Overall structure of a report: (add a figure with function call explaining interactions) Header Section: Title, authors, report output params, analysis params Content: Analysis description, code, plots, tables. Summary: Paragraph that describes the analysis run and the results computed. SessionInfo

Process Steps: (make a figure)

a. If a short individual report (give examples):

  1. Create rmarkdown file in /rmakdown folder (confirm dir)
  2. Insert/update the header section (add required analysis parameters and control parameters)
  3. Add content including library calls, description/introduction, analysis code, summary, sessionInfo
  4. Create an R function “reportAlgorithmName” that calls this rmarkdown and stores the output file.

b. If a large report that calls a number of distinct functions possibly a workflow:

  1. Divide the workflow into individual steps where each individual step as a separate report (refer to a)
  2. Create an rmarkdown for file for the workflow
  3. Insert/update the header section
  4. Add introduction, summary, sessionInfo.
  5. Compile individual reports using knit_child function and store in variables.
  6. Call variables to display content usint cat() where appropriate.
  7. Create R function “reportWorkflowName” that calls this overall workflow rmarkdown and stores the output file.

Report calling function:

An R function that can be called with input data and params from the R environment to generate a report. Typically, this function checks for validity of the input object and params (or sets default values), checks for the output path, calls the rmarkdown to render the report and finally saves both the output object (includes all computed data) and the report document to the defined directory.

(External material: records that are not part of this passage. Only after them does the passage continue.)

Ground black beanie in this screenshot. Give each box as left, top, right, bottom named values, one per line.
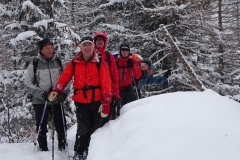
left=142, top=59, right=152, bottom=67
left=38, top=38, right=53, bottom=51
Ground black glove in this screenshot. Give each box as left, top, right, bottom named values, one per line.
left=127, top=58, right=133, bottom=68
left=112, top=96, right=122, bottom=106
left=42, top=91, right=50, bottom=102
left=164, top=69, right=171, bottom=78
left=56, top=92, right=68, bottom=103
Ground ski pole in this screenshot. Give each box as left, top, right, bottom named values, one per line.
left=130, top=68, right=139, bottom=99
left=60, top=103, right=70, bottom=160
left=52, top=101, right=55, bottom=160
left=33, top=101, right=47, bottom=152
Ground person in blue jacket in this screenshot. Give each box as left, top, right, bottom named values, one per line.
left=138, top=64, right=171, bottom=97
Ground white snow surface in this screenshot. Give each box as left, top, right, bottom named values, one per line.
left=0, top=90, right=240, bottom=160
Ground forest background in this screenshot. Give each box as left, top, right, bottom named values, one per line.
left=0, top=0, right=240, bottom=143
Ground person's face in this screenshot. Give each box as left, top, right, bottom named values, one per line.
left=147, top=68, right=154, bottom=76
left=80, top=42, right=94, bottom=60
left=41, top=44, right=54, bottom=59
left=121, top=48, right=130, bottom=57
left=141, top=62, right=149, bottom=71
left=96, top=37, right=104, bottom=48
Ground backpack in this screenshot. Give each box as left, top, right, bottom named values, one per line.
left=33, top=57, right=63, bottom=87
left=72, top=51, right=111, bottom=74
left=72, top=52, right=103, bottom=102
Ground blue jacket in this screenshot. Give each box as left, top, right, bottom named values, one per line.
left=138, top=71, right=167, bottom=90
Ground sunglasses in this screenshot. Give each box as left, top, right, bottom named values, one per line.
left=121, top=48, right=129, bottom=51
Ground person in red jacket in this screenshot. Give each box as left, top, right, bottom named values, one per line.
left=48, top=36, right=112, bottom=159
left=116, top=44, right=142, bottom=114
left=93, top=32, right=121, bottom=122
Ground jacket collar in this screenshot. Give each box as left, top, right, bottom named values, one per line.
left=74, top=51, right=101, bottom=63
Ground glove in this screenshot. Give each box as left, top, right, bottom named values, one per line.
left=48, top=84, right=64, bottom=102
left=127, top=58, right=133, bottom=68
left=48, top=90, right=59, bottom=102
left=164, top=69, right=171, bottom=78
left=42, top=91, right=50, bottom=102
left=112, top=96, right=122, bottom=106
left=56, top=92, right=68, bottom=103
left=98, top=102, right=110, bottom=118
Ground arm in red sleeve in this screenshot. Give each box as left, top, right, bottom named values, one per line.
left=110, top=54, right=120, bottom=98
left=132, top=59, right=142, bottom=79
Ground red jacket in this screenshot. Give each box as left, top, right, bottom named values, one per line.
left=93, top=32, right=120, bottom=98
left=57, top=52, right=112, bottom=103
left=117, top=55, right=142, bottom=90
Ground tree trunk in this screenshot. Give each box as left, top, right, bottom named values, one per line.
left=159, top=24, right=205, bottom=91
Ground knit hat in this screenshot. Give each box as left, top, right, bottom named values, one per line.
left=142, top=59, right=152, bottom=67
left=38, top=38, right=53, bottom=51
left=80, top=36, right=93, bottom=45
left=120, top=44, right=130, bottom=53
left=149, top=64, right=156, bottom=71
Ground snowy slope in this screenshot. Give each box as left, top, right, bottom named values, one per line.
left=0, top=90, right=240, bottom=160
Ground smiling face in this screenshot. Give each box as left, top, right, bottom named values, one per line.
left=141, top=62, right=149, bottom=71
left=121, top=48, right=130, bottom=57
left=147, top=68, right=154, bottom=76
left=95, top=36, right=104, bottom=48
left=41, top=44, right=54, bottom=59
left=80, top=42, right=94, bottom=61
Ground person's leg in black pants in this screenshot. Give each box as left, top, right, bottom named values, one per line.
left=54, top=103, right=66, bottom=150
left=33, top=104, right=48, bottom=151
left=74, top=102, right=102, bottom=155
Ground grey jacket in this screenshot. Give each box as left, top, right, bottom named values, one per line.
left=24, top=54, right=67, bottom=104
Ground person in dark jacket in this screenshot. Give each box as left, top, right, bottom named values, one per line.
left=93, top=32, right=121, bottom=125
left=25, top=38, right=68, bottom=151
left=116, top=44, right=142, bottom=115
left=48, top=36, right=112, bottom=160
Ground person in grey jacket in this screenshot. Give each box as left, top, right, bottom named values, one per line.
left=25, top=39, right=68, bottom=151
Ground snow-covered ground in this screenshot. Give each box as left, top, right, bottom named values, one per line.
left=0, top=90, right=240, bottom=160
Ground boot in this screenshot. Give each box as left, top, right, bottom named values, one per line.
left=38, top=132, right=49, bottom=151
left=73, top=151, right=85, bottom=160
left=58, top=134, right=66, bottom=151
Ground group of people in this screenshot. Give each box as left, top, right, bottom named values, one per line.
left=25, top=32, right=171, bottom=160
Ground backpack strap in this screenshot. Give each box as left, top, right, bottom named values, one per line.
left=55, top=57, right=63, bottom=72
left=96, top=52, right=102, bottom=73
left=105, top=51, right=111, bottom=67
left=33, top=58, right=39, bottom=87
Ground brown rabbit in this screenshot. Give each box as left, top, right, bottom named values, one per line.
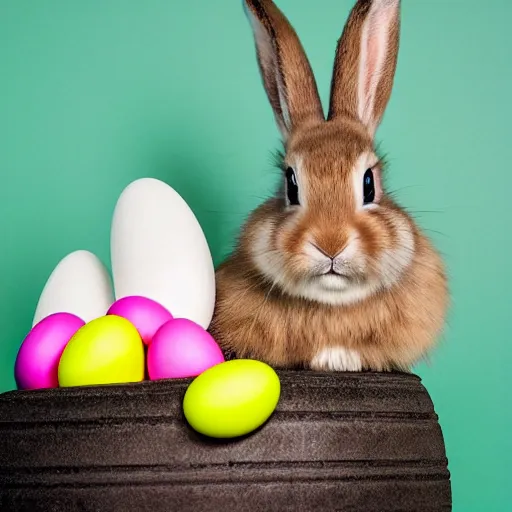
left=211, top=0, right=448, bottom=371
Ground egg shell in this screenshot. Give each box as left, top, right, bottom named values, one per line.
left=59, top=315, right=145, bottom=387
left=183, top=359, right=281, bottom=439
left=147, top=318, right=224, bottom=380
left=14, top=313, right=85, bottom=389
left=107, top=296, right=173, bottom=345
left=111, top=178, right=215, bottom=328
left=32, top=251, right=114, bottom=325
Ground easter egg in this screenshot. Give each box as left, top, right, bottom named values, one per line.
left=111, top=178, right=215, bottom=329
left=107, top=296, right=172, bottom=345
left=14, top=313, right=85, bottom=389
left=183, top=359, right=281, bottom=438
left=147, top=318, right=224, bottom=380
left=33, top=251, right=114, bottom=325
left=59, top=315, right=145, bottom=387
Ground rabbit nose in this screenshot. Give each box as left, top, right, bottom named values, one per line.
left=310, top=242, right=342, bottom=263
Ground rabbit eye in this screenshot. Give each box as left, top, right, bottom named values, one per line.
left=363, top=169, right=375, bottom=204
left=286, top=167, right=300, bottom=205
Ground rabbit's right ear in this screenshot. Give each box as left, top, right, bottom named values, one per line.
left=328, top=0, right=400, bottom=135
left=244, top=0, right=324, bottom=140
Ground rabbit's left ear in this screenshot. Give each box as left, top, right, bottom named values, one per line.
left=328, top=0, right=400, bottom=136
left=244, top=0, right=324, bottom=140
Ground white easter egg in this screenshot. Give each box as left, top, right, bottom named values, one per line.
left=33, top=251, right=114, bottom=325
left=111, top=178, right=215, bottom=329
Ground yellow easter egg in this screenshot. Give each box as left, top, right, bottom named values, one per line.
left=183, top=359, right=281, bottom=438
left=58, top=315, right=145, bottom=387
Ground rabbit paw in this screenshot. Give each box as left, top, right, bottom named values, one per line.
left=311, top=347, right=362, bottom=372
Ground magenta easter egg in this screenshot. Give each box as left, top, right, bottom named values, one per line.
left=14, top=313, right=85, bottom=389
left=147, top=318, right=224, bottom=380
left=107, top=295, right=172, bottom=345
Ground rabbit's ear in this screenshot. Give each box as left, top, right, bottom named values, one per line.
left=244, top=0, right=324, bottom=140
left=328, top=0, right=400, bottom=136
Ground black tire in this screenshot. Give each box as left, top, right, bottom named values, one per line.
left=0, top=371, right=451, bottom=512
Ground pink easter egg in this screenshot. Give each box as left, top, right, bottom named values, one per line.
left=107, top=295, right=173, bottom=345
left=147, top=318, right=224, bottom=380
left=14, top=313, right=85, bottom=389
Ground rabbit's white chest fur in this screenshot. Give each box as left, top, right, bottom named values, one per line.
left=311, top=347, right=363, bottom=372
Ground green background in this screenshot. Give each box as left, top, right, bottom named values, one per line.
left=0, top=0, right=512, bottom=512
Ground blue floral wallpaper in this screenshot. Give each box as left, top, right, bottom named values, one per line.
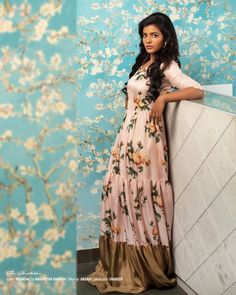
left=0, top=0, right=78, bottom=294
left=77, top=0, right=236, bottom=249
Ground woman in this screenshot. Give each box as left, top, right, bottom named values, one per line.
left=89, top=13, right=203, bottom=293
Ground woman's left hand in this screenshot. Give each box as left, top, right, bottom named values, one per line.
left=149, top=95, right=166, bottom=124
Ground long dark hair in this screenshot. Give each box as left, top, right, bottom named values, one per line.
left=122, top=12, right=181, bottom=101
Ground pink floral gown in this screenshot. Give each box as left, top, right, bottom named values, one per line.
left=88, top=61, right=202, bottom=293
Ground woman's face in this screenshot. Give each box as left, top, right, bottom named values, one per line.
left=142, top=25, right=165, bottom=54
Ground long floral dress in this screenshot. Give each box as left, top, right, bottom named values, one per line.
left=88, top=61, right=202, bottom=293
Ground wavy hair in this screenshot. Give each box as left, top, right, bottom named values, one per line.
left=122, top=12, right=181, bottom=101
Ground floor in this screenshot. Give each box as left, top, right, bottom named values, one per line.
left=77, top=262, right=187, bottom=295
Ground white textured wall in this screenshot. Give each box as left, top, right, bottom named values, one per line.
left=166, top=101, right=236, bottom=295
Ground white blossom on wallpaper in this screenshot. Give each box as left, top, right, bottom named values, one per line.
left=0, top=0, right=77, bottom=294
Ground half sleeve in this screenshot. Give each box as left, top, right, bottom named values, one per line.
left=164, top=60, right=204, bottom=91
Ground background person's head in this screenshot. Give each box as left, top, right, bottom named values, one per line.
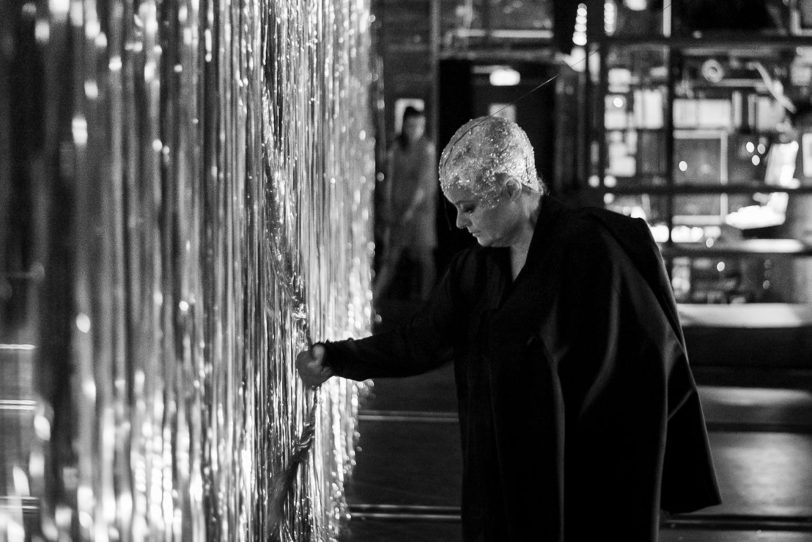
left=400, top=105, right=426, bottom=145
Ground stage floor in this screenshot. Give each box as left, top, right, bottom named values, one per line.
left=341, top=303, right=812, bottom=542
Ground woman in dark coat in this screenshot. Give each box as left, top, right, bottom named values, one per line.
left=297, top=117, right=720, bottom=542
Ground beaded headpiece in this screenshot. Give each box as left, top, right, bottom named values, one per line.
left=440, top=117, right=541, bottom=205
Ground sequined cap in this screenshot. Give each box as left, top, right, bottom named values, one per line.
left=440, top=117, right=540, bottom=205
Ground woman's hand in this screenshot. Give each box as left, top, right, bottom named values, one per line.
left=296, top=344, right=333, bottom=387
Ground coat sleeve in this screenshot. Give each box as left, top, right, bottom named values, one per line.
left=323, top=253, right=460, bottom=380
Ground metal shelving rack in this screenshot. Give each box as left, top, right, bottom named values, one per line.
left=584, top=4, right=812, bottom=304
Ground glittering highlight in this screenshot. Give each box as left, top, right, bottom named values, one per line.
left=440, top=116, right=541, bottom=206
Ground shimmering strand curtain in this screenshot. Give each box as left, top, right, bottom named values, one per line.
left=0, top=0, right=374, bottom=541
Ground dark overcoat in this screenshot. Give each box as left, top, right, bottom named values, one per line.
left=325, top=197, right=720, bottom=542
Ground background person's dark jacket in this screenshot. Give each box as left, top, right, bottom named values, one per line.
left=326, top=197, right=720, bottom=542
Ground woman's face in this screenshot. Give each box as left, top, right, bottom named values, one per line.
left=445, top=187, right=521, bottom=247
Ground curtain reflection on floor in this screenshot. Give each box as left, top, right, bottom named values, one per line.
left=0, top=0, right=374, bottom=541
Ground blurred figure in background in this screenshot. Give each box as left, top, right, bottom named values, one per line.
left=373, top=106, right=437, bottom=302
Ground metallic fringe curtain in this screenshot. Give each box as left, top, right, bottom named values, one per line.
left=0, top=0, right=374, bottom=541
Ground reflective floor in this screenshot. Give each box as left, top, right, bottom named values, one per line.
left=342, top=303, right=812, bottom=542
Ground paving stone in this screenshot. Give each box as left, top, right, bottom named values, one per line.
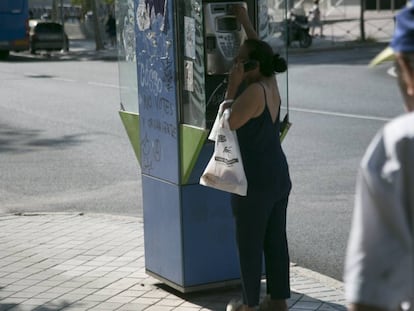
left=0, top=214, right=346, bottom=311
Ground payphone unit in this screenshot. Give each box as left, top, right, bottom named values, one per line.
left=203, top=2, right=247, bottom=75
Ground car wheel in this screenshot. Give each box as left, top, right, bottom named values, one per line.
left=0, top=51, right=10, bottom=59
left=299, top=32, right=312, bottom=48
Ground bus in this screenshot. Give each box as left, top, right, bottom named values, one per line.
left=0, top=0, right=29, bottom=59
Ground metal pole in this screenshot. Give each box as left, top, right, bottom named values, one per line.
left=60, top=0, right=66, bottom=50
left=359, top=0, right=365, bottom=42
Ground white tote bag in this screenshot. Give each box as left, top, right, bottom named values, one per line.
left=200, top=109, right=247, bottom=196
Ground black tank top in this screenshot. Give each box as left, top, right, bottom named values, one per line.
left=237, top=83, right=291, bottom=197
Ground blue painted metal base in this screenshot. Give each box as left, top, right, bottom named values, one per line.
left=142, top=175, right=240, bottom=292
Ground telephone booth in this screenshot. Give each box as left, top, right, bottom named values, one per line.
left=116, top=0, right=288, bottom=292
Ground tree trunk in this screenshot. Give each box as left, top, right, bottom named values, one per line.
left=91, top=0, right=104, bottom=51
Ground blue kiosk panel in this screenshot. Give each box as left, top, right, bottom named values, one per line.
left=142, top=175, right=240, bottom=292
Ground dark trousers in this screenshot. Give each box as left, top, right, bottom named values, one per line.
left=231, top=191, right=290, bottom=307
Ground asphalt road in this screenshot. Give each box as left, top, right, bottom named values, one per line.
left=0, top=48, right=403, bottom=279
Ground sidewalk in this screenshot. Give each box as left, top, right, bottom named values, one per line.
left=0, top=213, right=345, bottom=311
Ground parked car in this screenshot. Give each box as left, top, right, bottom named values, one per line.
left=29, top=20, right=69, bottom=54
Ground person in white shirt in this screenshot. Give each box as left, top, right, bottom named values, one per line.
left=344, top=0, right=414, bottom=311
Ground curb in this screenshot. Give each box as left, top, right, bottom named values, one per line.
left=290, top=263, right=344, bottom=291
left=288, top=41, right=388, bottom=55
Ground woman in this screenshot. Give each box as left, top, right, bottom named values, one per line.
left=225, top=9, right=291, bottom=311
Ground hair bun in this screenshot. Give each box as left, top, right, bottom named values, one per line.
left=273, top=54, right=287, bottom=73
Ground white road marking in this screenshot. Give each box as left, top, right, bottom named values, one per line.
left=88, top=81, right=119, bottom=89
left=289, top=108, right=391, bottom=122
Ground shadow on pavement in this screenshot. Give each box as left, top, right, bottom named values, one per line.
left=154, top=283, right=346, bottom=311
left=0, top=50, right=118, bottom=63
left=0, top=301, right=76, bottom=311
left=0, top=124, right=85, bottom=153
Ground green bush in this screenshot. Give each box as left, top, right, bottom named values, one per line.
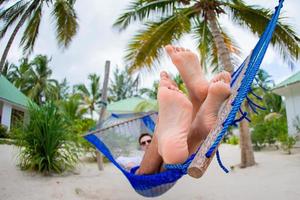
left=15, top=103, right=78, bottom=174
left=0, top=124, right=8, bottom=138
left=279, top=134, right=296, bottom=154
left=251, top=116, right=287, bottom=149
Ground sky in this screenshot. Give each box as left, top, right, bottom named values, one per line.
left=0, top=0, right=300, bottom=87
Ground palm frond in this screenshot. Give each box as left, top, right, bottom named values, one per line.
left=0, top=1, right=29, bottom=39
left=113, top=0, right=178, bottom=31
left=225, top=1, right=300, bottom=66
left=0, top=0, right=30, bottom=21
left=0, top=0, right=12, bottom=6
left=21, top=4, right=42, bottom=53
left=52, top=0, right=78, bottom=47
left=125, top=8, right=193, bottom=73
left=192, top=18, right=218, bottom=72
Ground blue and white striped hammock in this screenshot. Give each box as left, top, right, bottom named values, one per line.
left=85, top=0, right=283, bottom=197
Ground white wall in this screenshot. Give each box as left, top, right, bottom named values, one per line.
left=1, top=102, right=12, bottom=130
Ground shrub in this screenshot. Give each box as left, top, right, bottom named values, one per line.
left=251, top=116, right=287, bottom=149
left=279, top=134, right=296, bottom=154
left=15, top=102, right=78, bottom=174
left=0, top=124, right=8, bottom=138
left=227, top=135, right=240, bottom=145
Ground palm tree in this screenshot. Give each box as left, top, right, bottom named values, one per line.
left=2, top=58, right=32, bottom=94
left=0, top=0, right=78, bottom=73
left=59, top=94, right=87, bottom=121
left=139, top=81, right=159, bottom=99
left=114, top=0, right=300, bottom=166
left=114, top=0, right=300, bottom=72
left=75, top=74, right=101, bottom=119
left=25, top=55, right=59, bottom=105
left=108, top=68, right=139, bottom=101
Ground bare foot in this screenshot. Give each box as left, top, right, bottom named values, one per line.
left=165, top=45, right=209, bottom=118
left=157, top=75, right=193, bottom=164
left=188, top=71, right=231, bottom=153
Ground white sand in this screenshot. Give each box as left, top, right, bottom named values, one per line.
left=0, top=145, right=300, bottom=200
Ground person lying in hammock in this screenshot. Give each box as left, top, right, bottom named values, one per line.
left=135, top=45, right=231, bottom=174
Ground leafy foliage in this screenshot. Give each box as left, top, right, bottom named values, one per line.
left=6, top=55, right=61, bottom=105
left=108, top=68, right=139, bottom=101
left=114, top=0, right=300, bottom=72
left=0, top=124, right=8, bottom=138
left=75, top=74, right=101, bottom=118
left=16, top=102, right=78, bottom=174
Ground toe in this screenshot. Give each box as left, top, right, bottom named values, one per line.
left=165, top=44, right=176, bottom=56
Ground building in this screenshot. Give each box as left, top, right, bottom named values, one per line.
left=273, top=71, right=300, bottom=136
left=0, top=74, right=28, bottom=130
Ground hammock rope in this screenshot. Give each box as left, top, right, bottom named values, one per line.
left=85, top=0, right=284, bottom=197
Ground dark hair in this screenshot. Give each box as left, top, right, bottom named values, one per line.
left=138, top=133, right=152, bottom=144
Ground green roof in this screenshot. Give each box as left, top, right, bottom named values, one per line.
left=273, top=71, right=300, bottom=89
left=0, top=75, right=29, bottom=108
left=107, top=97, right=156, bottom=113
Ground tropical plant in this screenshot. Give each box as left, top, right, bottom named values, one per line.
left=279, top=134, right=296, bottom=154
left=227, top=135, right=239, bottom=145
left=114, top=0, right=300, bottom=72
left=75, top=74, right=101, bottom=118
left=16, top=102, right=78, bottom=174
left=251, top=112, right=288, bottom=149
left=0, top=124, right=8, bottom=138
left=114, top=0, right=300, bottom=167
left=293, top=115, right=300, bottom=133
left=25, top=55, right=59, bottom=105
left=0, top=0, right=78, bottom=73
left=59, top=94, right=87, bottom=122
left=139, top=81, right=159, bottom=99
left=108, top=68, right=139, bottom=101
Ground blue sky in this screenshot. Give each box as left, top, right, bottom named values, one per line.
left=0, top=0, right=300, bottom=87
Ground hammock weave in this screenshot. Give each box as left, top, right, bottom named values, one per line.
left=85, top=0, right=283, bottom=197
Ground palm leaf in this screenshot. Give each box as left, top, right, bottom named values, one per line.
left=193, top=18, right=240, bottom=72
left=21, top=4, right=42, bottom=53
left=0, top=1, right=29, bottom=39
left=226, top=1, right=300, bottom=66
left=125, top=8, right=193, bottom=73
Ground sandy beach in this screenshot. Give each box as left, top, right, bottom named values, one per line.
left=0, top=145, right=300, bottom=200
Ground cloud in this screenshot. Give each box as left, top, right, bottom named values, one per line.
left=0, top=0, right=300, bottom=87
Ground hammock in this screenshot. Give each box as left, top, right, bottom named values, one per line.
left=85, top=0, right=283, bottom=197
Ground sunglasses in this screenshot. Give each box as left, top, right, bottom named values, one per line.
left=141, top=140, right=151, bottom=146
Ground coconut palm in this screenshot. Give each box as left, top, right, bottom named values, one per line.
left=114, top=0, right=300, bottom=166
left=2, top=58, right=32, bottom=94
left=114, top=0, right=300, bottom=72
left=108, top=68, right=139, bottom=101
left=75, top=74, right=101, bottom=119
left=59, top=94, right=87, bottom=121
left=0, top=0, right=78, bottom=72
left=25, top=55, right=59, bottom=105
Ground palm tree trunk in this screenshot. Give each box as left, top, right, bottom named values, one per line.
left=0, top=0, right=39, bottom=74
left=239, top=114, right=255, bottom=168
left=207, top=10, right=255, bottom=167
left=0, top=13, right=27, bottom=73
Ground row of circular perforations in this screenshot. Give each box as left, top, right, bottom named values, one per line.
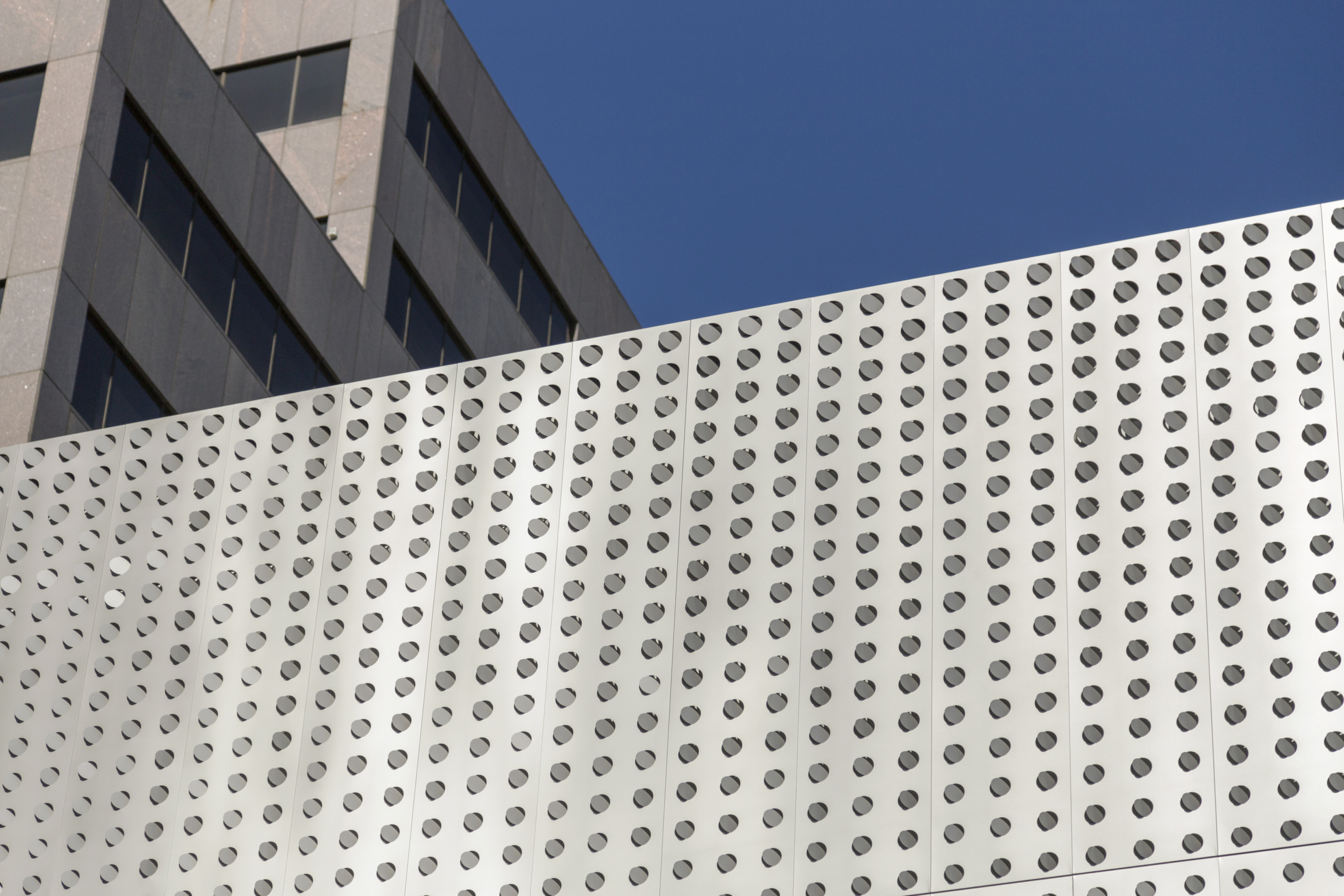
left=1191, top=208, right=1344, bottom=852
left=929, top=257, right=1071, bottom=886
left=794, top=278, right=936, bottom=896
left=663, top=302, right=812, bottom=894
left=52, top=413, right=228, bottom=889
left=164, top=388, right=341, bottom=893
left=1060, top=231, right=1216, bottom=873
left=1064, top=854, right=1227, bottom=896
left=1215, top=842, right=1344, bottom=896
left=532, top=328, right=688, bottom=893
left=285, top=368, right=456, bottom=892
left=0, top=430, right=121, bottom=893
left=407, top=348, right=571, bottom=896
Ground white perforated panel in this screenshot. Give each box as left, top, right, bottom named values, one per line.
left=0, top=197, right=1344, bottom=896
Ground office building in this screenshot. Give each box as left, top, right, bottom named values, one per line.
left=0, top=191, right=1344, bottom=896
left=0, top=0, right=637, bottom=445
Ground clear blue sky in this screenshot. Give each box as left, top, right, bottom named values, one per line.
left=449, top=0, right=1344, bottom=325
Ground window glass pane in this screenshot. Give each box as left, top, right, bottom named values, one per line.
left=103, top=357, right=164, bottom=426
left=228, top=265, right=276, bottom=385
left=406, top=79, right=430, bottom=161
left=444, top=326, right=468, bottom=364
left=111, top=106, right=149, bottom=212
left=406, top=285, right=446, bottom=367
left=225, top=58, right=296, bottom=133
left=457, top=165, right=495, bottom=258
left=290, top=47, right=350, bottom=125
left=270, top=317, right=317, bottom=395
left=518, top=262, right=551, bottom=345
left=187, top=206, right=235, bottom=326
left=140, top=144, right=192, bottom=270
left=490, top=215, right=523, bottom=302
left=0, top=71, right=44, bottom=161
left=70, top=317, right=116, bottom=430
left=425, top=115, right=463, bottom=211
left=383, top=255, right=411, bottom=345
left=551, top=298, right=570, bottom=345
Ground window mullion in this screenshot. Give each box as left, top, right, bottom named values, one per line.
left=266, top=326, right=279, bottom=392
left=225, top=268, right=238, bottom=343
left=93, top=360, right=117, bottom=430
left=136, top=155, right=154, bottom=218
left=285, top=56, right=304, bottom=128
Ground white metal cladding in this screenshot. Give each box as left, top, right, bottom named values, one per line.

(add figure that shows structure of this function)

Modular Structure for Reports

The modular structure, where a larger report is divided into smaller individual reports, helps with re-usability and easy maintenance of reports. See for example, how the Seurat Workflow report re-uses individual reports for various sections of the report: (add figure from ppt) Tell benefits of modular structure and explain how they work (Figures from ppt) - https://drive.google.com/file/d/10BnuGvfJlCTRuK5bAE-Uk5BXieoX5XLS/view?usp=sharing

Control variables in reports:

Control variables differ from other parameters in the sense that they do not have an effect on the analysis, but only on the output document. These control variables control different levels of headings, to show or hide description and plots in a particular report, or if the computation from an analysis should be re-run or skipped when the document is re-rendered.